Compose a position where...

Has anyone tried to solve this?

“Compose a position where White has only a bare king and Black has king and three pawns (no double pawns). It is Black to play and the result is a draw.”

http://www.chessbase.com/puzzle/christmas2009/chr09-07.htm

7k/8/7p/8/4p3/6p1/6K1/8 b - - 0 1
7k/8/7p/8/4p3/6pK/8/8 b - - 0 1
k7/8/p7/8/3p4/1p6/1K6/8 b - - 0 1
k7/8/p7/8/3p4/Kp6/8/8 b - - 0 1

I can do it with one double pawn:

W: Kh1
B: Kh3, Ph2, h4, g4.
The pawns stop Black from releasing the stalemate. But I cannot see how to apply the same idea without the doubled h pawn.

The position is possible. The last move, Black moving first, was g3xh2+; Kg1-h1.

Spoiler Alert

I note you have a few diagram positions in just the right color to hide them.

From the CB post above…

A very hard (20 minutes) solution for John Nunn.

=

Nigh-impossible (8 hours plus, if ever, plus possibility of stroke) solution for LV.

:mrgreen:

(Now to figure out if my estimate is overblown. Something tells me I’m being conservative there. :wink: )
*
ETA… And in quoting the full post, you’ve “unhidden” them, since the quote box uses a slightly different shade than the base post.

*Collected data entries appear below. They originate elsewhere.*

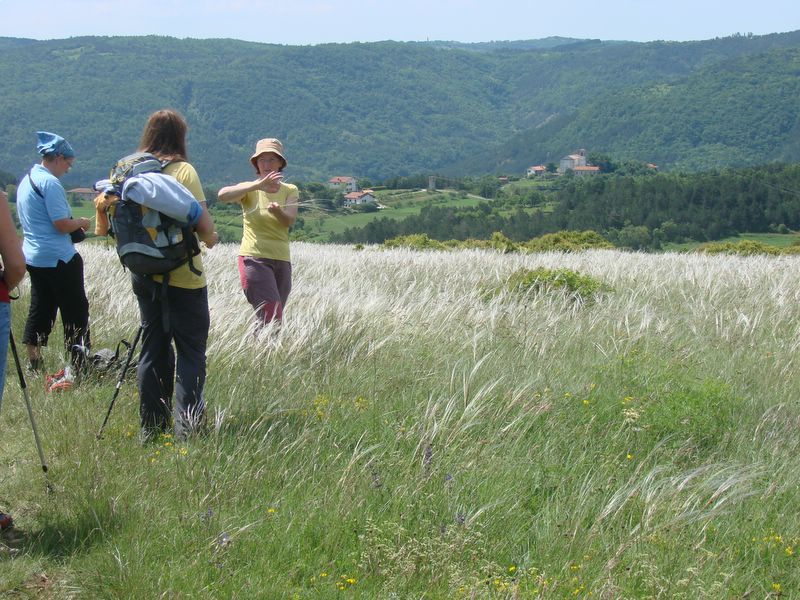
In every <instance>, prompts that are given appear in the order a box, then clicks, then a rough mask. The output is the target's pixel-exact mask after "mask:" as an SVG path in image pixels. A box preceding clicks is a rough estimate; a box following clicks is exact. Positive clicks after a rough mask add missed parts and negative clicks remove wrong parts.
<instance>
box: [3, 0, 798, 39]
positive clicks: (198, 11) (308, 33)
mask: <svg viewBox="0 0 800 600" xmlns="http://www.w3.org/2000/svg"><path fill="white" fill-rule="evenodd" d="M156 7H157V8H156ZM797 29H800V1H798V0H764V1H762V2H759V3H754V2H753V1H752V0H747V1H745V0H729V1H727V2H722V1H718V0H710V1H706V0H656V1H652V0H649V1H646V0H605V1H604V2H575V1H573V2H565V1H563V0H562V1H560V2H559V1H557V0H550V1H548V2H540V1H537V0H401V1H398V0H283V1H280V0H154V1H152V2H149V3H148V2H133V1H131V0H49V1H48V0H46V1H45V2H32V1H31V0H0V37H18V38H33V39H40V40H44V39H60V38H68V37H74V36H82V35H114V36H116V35H150V34H155V35H167V36H172V37H177V38H234V39H239V40H247V41H253V42H264V43H273V44H285V45H308V44H322V43H346V42H375V41H381V40H396V41H425V40H447V41H459V42H488V41H500V40H529V39H540V38H545V37H550V36H561V37H571V38H591V39H601V40H630V41H640V42H646V41H653V40H671V41H688V40H705V39H711V38H714V37H726V36H730V35H733V34H736V33H741V34H748V33H752V34H755V35H761V34H767V33H782V32H786V31H794V30H797Z"/></svg>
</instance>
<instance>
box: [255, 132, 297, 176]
mask: <svg viewBox="0 0 800 600" xmlns="http://www.w3.org/2000/svg"><path fill="white" fill-rule="evenodd" d="M267 152H272V153H273V154H277V155H278V156H280V157H281V160H282V161H283V168H284V169H285V168H286V165H287V164H288V161H287V160H286V157H285V156H284V155H283V144H281V141H280V140H278V139H275V138H264V139H263V140H258V142H257V143H256V151H255V153H254V154H253V156H251V157H250V162H251V163H252V164H253V166H254V167H256V159H257V158H258V157H259V156H261V155H262V154H266V153H267ZM257 168H258V167H256V169H257Z"/></svg>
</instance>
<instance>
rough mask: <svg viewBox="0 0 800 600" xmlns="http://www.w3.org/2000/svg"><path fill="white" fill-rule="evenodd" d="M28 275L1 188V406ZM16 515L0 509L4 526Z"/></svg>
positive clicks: (18, 243)
mask: <svg viewBox="0 0 800 600" xmlns="http://www.w3.org/2000/svg"><path fill="white" fill-rule="evenodd" d="M24 276H25V256H24V255H23V254H22V244H21V243H20V239H19V237H17V230H16V228H15V227H14V221H13V220H12V219H11V211H10V210H9V208H8V196H6V193H5V192H4V191H0V408H2V406H3V389H4V387H5V381H6V379H5V378H6V362H7V359H8V338H9V333H10V331H11V305H10V298H9V292H10V291H11V290H13V289H14V288H15V287H16V286H17V284H18V283H19V282H20V281H22V278H23V277H24ZM13 522H14V521H13V519H12V518H11V516H10V515H8V514H6V513H4V512H0V530H1V529H7V528H9V527H11V525H12V523H13Z"/></svg>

Shame we don’t have the “spoiler” code worked into the forum, which provides a collapsible box for text (default collapsed…)

Congratulations! I got nowhere on this.

1…Kg7 2.Kxg3 Kg6 3.Kg4! is the only move to draw.

Compare this position (which I’m pretty sure I tried):

1…Kg7 2.Kxg3 Kg6 3.Kg4 h6! (or 3…Kh6!) win.

It’s much simpler than that:

The original problem specified no doubled pawns, but said nothing about tripled pawns.

:laughing: :laughing: :laughing: :laughing:

Bill Smythe

Also from the Xmas quiz, for the Smythean sensibility:

A fun problem for beginners!

More horsing around. :laughing: :wink:

That is indeed a fun problem. Not difficult, though.